As to the pot, you’re likely being realistic when you say you suspect your son has tried it, but you’re also rightly holding a much firmer line at home: we don’t accept it, and if we find out about it, there will be serious, meaningful consequences.  You might try sitting your son down and explaining why you allow one in the home, and not the other.  Tell him about the effects pot can have on his growing cells, on his judgment, and on his future plans, if he’s arrested.  Tell him also about the incredibly dangerous lack of quality control, when it comes to illegal substances.
Once you’ve had that conversation, you might call his friend’s parents and explain a few things to them, too: like the fact that they can – and will – go to jail for providing alcohol to minors if that basement party gets loud enough to attract the police.  Ask them if they’ve considered the civil liability they’ll face if some drunk kid gets hurt (or hurts someone else) after boozing at their house…and ask if they seriously think kids aren’t coming and going from their basement, no matter how many times everyone promises to “sleep over.”

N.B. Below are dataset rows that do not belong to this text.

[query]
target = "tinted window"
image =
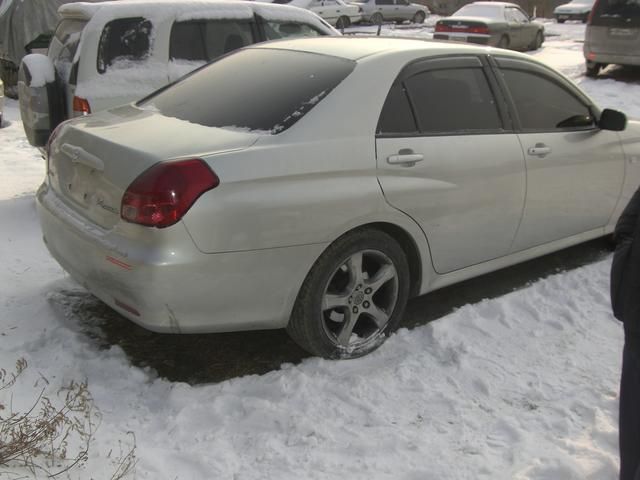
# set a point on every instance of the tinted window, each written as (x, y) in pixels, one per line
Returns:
(453, 100)
(64, 45)
(396, 116)
(255, 89)
(542, 104)
(208, 39)
(124, 40)
(617, 13)
(274, 30)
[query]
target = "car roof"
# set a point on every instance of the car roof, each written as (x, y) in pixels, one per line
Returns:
(357, 48)
(499, 4)
(182, 8)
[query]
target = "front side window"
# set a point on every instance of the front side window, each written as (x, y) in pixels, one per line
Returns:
(456, 100)
(280, 86)
(544, 105)
(205, 40)
(275, 30)
(124, 41)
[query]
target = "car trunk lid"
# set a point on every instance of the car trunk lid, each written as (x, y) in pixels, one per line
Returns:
(93, 160)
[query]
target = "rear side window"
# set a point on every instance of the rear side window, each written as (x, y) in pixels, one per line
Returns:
(205, 40)
(457, 100)
(274, 30)
(542, 104)
(64, 45)
(396, 117)
(279, 86)
(617, 13)
(124, 40)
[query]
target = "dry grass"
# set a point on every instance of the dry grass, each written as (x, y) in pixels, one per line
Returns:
(53, 436)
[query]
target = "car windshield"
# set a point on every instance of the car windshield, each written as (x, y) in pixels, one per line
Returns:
(486, 11)
(256, 89)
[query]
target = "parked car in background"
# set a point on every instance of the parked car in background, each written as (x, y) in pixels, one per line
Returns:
(25, 26)
(336, 12)
(1, 101)
(612, 35)
(378, 11)
(574, 10)
(499, 24)
(110, 53)
(186, 212)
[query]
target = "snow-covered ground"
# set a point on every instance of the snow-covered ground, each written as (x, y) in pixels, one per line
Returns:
(519, 387)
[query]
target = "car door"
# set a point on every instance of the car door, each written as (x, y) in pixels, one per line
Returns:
(446, 156)
(575, 171)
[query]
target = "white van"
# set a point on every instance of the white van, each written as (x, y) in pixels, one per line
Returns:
(111, 53)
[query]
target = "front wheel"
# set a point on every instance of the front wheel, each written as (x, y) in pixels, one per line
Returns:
(353, 297)
(419, 17)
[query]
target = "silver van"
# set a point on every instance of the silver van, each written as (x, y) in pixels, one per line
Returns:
(612, 35)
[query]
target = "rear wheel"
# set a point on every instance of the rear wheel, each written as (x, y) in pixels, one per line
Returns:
(353, 297)
(537, 42)
(343, 22)
(419, 17)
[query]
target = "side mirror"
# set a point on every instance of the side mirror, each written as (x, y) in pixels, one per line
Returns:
(612, 120)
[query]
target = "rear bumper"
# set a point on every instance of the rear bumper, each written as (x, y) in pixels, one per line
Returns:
(162, 282)
(610, 58)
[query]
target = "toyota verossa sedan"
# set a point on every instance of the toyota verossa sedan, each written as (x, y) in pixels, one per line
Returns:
(317, 184)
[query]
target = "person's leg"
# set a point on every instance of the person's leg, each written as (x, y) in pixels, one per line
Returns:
(630, 415)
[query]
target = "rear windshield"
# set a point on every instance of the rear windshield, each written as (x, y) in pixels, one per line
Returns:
(617, 13)
(485, 11)
(255, 89)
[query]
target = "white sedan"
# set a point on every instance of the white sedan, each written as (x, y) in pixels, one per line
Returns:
(317, 184)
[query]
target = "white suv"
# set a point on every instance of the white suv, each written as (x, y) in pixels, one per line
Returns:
(111, 53)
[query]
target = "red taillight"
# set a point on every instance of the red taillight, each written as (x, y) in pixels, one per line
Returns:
(81, 106)
(593, 9)
(161, 196)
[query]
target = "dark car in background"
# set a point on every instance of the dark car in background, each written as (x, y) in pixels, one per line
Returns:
(612, 35)
(497, 24)
(574, 10)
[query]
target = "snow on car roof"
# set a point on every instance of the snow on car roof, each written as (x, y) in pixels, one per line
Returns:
(356, 48)
(159, 10)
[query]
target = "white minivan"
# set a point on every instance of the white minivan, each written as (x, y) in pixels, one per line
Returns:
(111, 53)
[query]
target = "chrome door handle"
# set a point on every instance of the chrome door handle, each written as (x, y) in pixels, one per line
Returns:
(408, 159)
(540, 150)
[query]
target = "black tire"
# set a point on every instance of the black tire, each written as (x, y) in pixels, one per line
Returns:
(343, 22)
(537, 42)
(347, 307)
(419, 17)
(592, 69)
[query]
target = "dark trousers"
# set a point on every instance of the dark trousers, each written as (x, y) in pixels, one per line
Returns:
(630, 414)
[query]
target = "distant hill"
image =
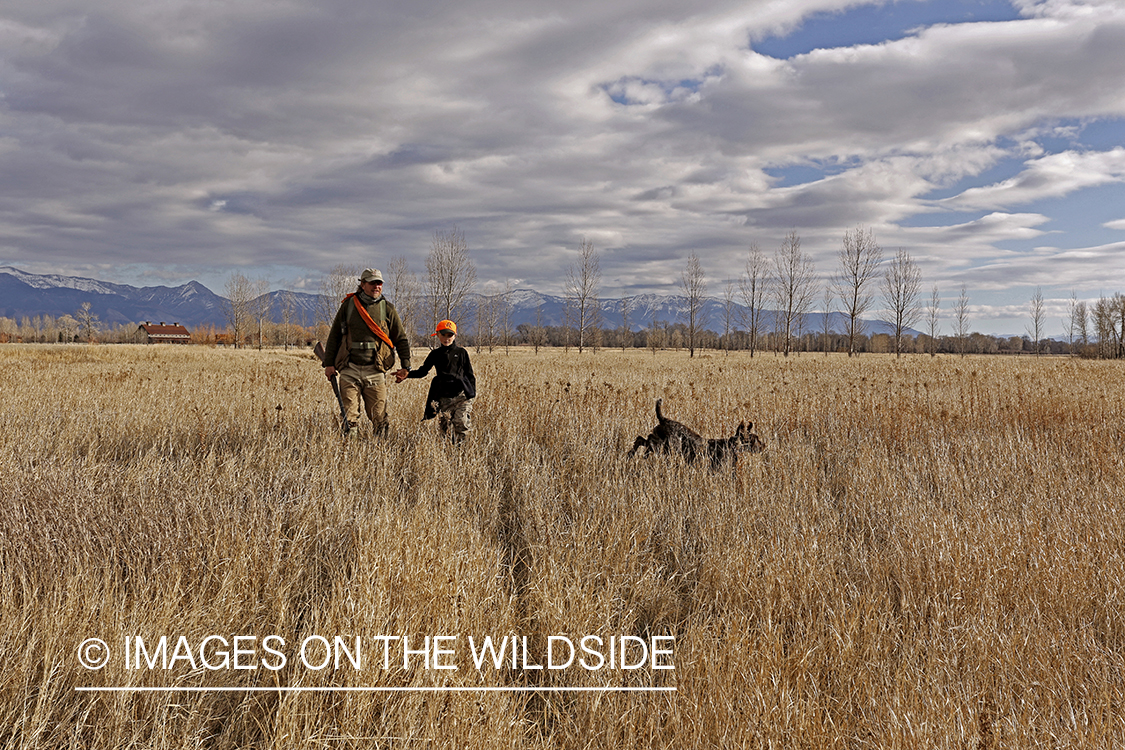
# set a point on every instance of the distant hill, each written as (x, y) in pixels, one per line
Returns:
(192, 305)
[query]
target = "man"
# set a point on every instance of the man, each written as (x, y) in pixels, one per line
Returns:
(361, 346)
(453, 388)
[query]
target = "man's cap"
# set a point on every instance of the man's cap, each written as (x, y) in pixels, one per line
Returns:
(446, 325)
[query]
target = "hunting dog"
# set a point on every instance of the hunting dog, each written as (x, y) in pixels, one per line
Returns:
(672, 435)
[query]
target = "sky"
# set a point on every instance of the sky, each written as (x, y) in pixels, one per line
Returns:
(159, 142)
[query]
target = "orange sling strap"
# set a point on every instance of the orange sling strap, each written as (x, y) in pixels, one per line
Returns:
(371, 324)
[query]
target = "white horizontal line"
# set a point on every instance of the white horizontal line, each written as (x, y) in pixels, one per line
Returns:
(375, 689)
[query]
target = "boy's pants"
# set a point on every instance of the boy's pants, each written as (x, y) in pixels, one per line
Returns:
(455, 412)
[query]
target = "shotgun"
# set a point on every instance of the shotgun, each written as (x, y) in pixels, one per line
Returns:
(318, 350)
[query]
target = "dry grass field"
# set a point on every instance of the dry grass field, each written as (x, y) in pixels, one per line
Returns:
(929, 554)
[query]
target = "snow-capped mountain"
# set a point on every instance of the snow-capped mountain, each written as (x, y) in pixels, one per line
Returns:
(192, 304)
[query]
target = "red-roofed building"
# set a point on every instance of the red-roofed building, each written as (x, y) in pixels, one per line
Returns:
(159, 333)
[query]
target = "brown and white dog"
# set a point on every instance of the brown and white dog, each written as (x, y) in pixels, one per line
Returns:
(671, 435)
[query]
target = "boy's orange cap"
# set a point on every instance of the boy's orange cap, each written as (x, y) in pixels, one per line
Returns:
(444, 325)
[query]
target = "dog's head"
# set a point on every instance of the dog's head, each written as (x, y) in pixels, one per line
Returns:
(745, 440)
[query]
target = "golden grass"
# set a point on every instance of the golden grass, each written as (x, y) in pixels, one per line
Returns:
(929, 554)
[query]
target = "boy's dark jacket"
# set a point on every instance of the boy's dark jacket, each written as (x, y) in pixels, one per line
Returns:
(455, 376)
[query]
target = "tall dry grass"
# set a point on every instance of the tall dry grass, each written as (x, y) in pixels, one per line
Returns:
(930, 553)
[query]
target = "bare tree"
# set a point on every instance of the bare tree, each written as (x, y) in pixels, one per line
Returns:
(87, 322)
(1107, 315)
(538, 333)
(1077, 322)
(901, 283)
(402, 287)
(961, 321)
(754, 287)
(450, 276)
(260, 307)
(1035, 330)
(933, 315)
(793, 277)
(828, 316)
(68, 328)
(582, 288)
(505, 316)
(694, 286)
(239, 305)
(857, 267)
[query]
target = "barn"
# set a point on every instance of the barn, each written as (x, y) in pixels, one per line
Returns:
(160, 333)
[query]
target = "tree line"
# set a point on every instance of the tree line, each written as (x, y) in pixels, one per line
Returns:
(767, 307)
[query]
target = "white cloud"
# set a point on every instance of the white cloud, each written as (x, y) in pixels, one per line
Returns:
(307, 133)
(1051, 177)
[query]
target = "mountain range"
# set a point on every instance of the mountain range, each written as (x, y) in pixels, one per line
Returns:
(28, 295)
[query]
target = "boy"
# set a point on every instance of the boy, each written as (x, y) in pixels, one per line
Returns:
(452, 390)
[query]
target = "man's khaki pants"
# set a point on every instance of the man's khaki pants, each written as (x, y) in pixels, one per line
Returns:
(369, 383)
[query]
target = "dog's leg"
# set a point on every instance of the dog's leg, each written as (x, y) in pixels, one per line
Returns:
(638, 443)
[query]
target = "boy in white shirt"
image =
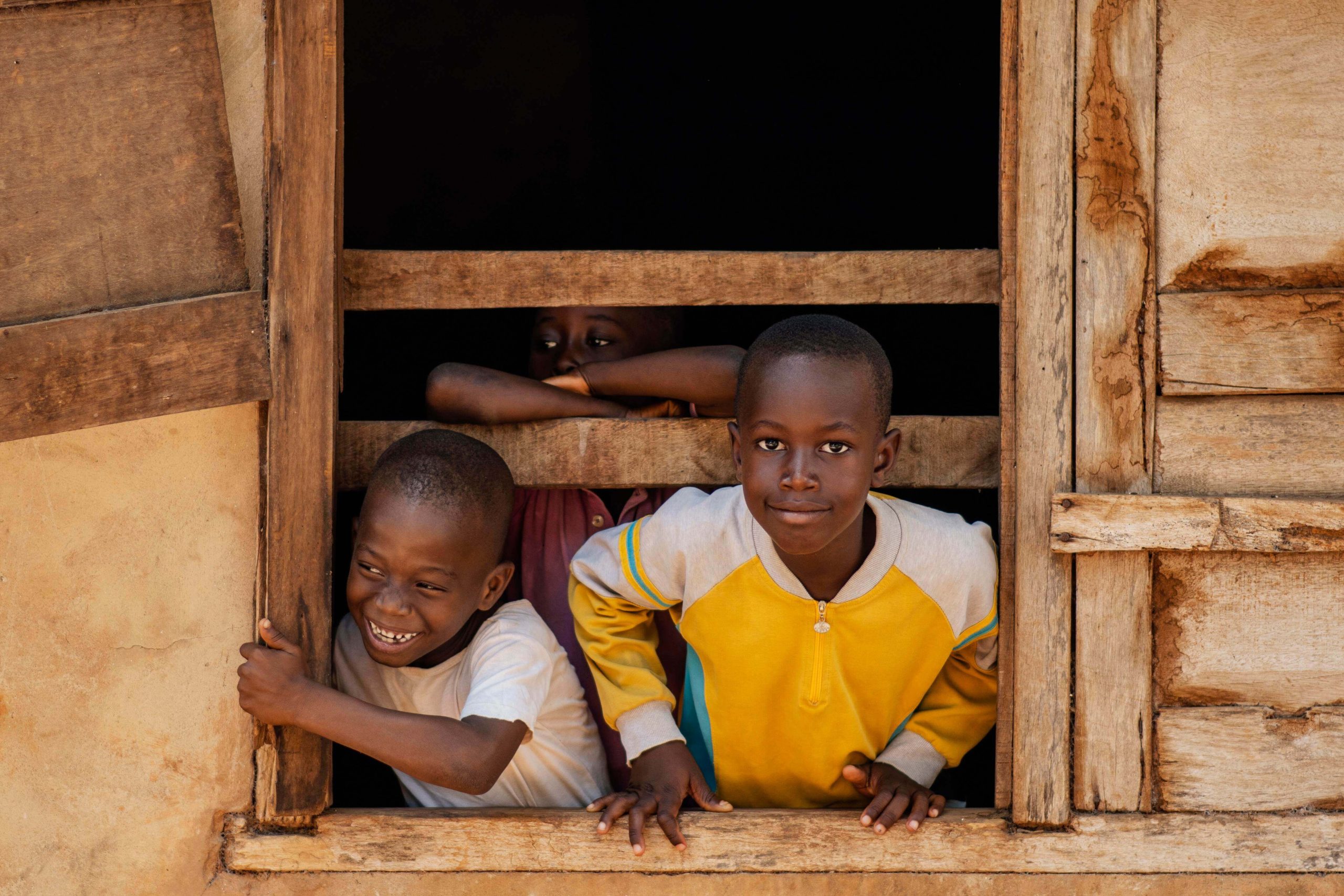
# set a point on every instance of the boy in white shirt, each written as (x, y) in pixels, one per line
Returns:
(472, 702)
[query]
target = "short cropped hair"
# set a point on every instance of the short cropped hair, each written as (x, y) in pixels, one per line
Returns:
(450, 472)
(820, 336)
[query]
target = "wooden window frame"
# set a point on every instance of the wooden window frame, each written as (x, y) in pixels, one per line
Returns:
(1037, 782)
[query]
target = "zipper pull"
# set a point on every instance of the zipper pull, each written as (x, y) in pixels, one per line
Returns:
(822, 626)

Of course, folks dumb enough to let their kids throw ragers while they keep out of the way might not understand the subtleties of common sense…and, in their fear of not seeming cool to their kids, they might get angry with you for even voicing concern.  In fact, I’d bet on it.  
So talk to your son, instead.  Tell him all the stuff you’d have said to them, and then add how angry it makes you that his friend’s folks have abdicated very basic parenting responsibilities and created a situation that puts him, his friends, and even themselves at great risk.
Tell him that you pray it won’t take a dead teen or a perp walk to straighten those foolish, selfish people out.